This weekend we inaugurate an occasional series called Top of the Pile, although really it should be something more like "(Often Unsolicited) Submission Pile Death Match." But that is a lot of words for a headline. The idea is we get a lot of discs in the mail, and occasionally we find time to listen to them. A little less frequently, we have the time to write about them. And a one, and a two...
Clawing its way to the top of the pile -- and surviving our rigorous and scientific "Do we give a crap?" test -- this weekend is Liz Durrett's Husk on Warm Records, which streeted last January. The songs are like a slow morphine drip of quietly picked electric guitar, breathy double-tracked vocals and distant organ. Every deliberate line of the first two cuts ("Vine" and "Husk") in particular delivers a dose of almost unbearable poignancy.

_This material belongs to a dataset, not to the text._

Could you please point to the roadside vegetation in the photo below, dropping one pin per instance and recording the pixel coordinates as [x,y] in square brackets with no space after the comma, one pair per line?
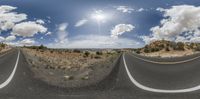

Durrett's press materials are littered with Cat Power comparisons, and we'll play along. Think Cat Power's Covers record (although these are not covers) or think a less damaged-sounding Palace Brothers with a woman vocalist and a palpable swing rather than Oldham's gothic Appalachian creak. Husk, a collection of tunes penned between 1993 and 1996, is the epitome of Sunday morning coffee drinking music. Durrett expects to issue Mezzanine, a record of more recent work, Jan. 24. You can download a live version of the title track as well as a cover of Lou Reed's "Perfect Day" here. Incidentally, Durrett is the niece of Vic Chesnutt.